Après plus d’un mois et demi de déboires avec l’une de ces étranges entreprises qui vous promet la lune en vous vendant un téléphone portable - le genre d’entreprise qui vous vend aussi de la télévision et beaucoup, beaucoup de béton - j’ai enfin récupéré un téléphone pour mon gamin. Il est sous Androïd™, un système d’exploitation appartenant à Google™. Comme mon gamin me demande de lui mettre de la musique là-dessus, je m’aperçois qu’à partir d’un Mac™, c’est impossible ou bien qu’il faut s’y connaître. Il me dit : "Mais papa, je croyais que t’étais hyperfort en informatique ? "

Oui, j’étais hyper-fort à l’époque où tout était compliqué. Je redémarrai des ordinateurs six à sept fois par jour en enlevant des extensions et je pleurai de joie en voyant le premier film Quicktime™ sur un Mac Quadra. C’était une voiture sur une route de Californie, dans des lacets, qui soudainement s’envolait. J’étais fasciné.

Papa : on s’en fout. Tu y arrives ou pas ?

Oui bon. J’y arrive : on va passer par Bluetooth™ et par Youtube™ parce qu’on peut pas passer par Itunes™ ni par un disque dur externe et en plus, il faut avoir les CDs d’origine parce que bon. C’est un encouragement au piratage d’ailleurs, ce qui est paradoxal si tu savais ! Si ton téléphone était vu comme un disque dur externe, on y copierait la musique que l’on a achetée. Là, on copie ce que l’on n’a pas.

On peut pas copier ce qu’on a déjà ?

Si. Mais on n’a pas les mêmes goûts tu sais bien.

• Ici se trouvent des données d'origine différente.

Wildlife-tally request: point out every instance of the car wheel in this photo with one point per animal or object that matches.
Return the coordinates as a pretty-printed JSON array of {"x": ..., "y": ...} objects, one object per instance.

En faisant tout cela devant l’œil incrédule de mon déjà adolescent, je m’aperçois que l’internet libre, le logiciel libre et même l’informatique un peu libre ont totalement disparu. A peine connecté, son téléphone coréen me demande via un programme Google™ si je veux sauvegarder mes mots de passe en ligne. J’ai à peine le temps de refuser que la synchronisation est déjà faite et que les identifiants de ma Freebox™ flottent quelque part dans le nuage de données qu’analysent les experts de la CIA ou du KGB à chaque seconde qui voit ma vie rétrécir. Puis mon nom apparaît ainsi que l’un de mes emails, afin d’ouvrir un compte Gmail™ au gamin. Dès que sa soeur entend cela, elle en réclame un aussi. J’espère que les deux derniers sont devant un DVD. Fini l’étanchéité et la Princesse de Clèves™.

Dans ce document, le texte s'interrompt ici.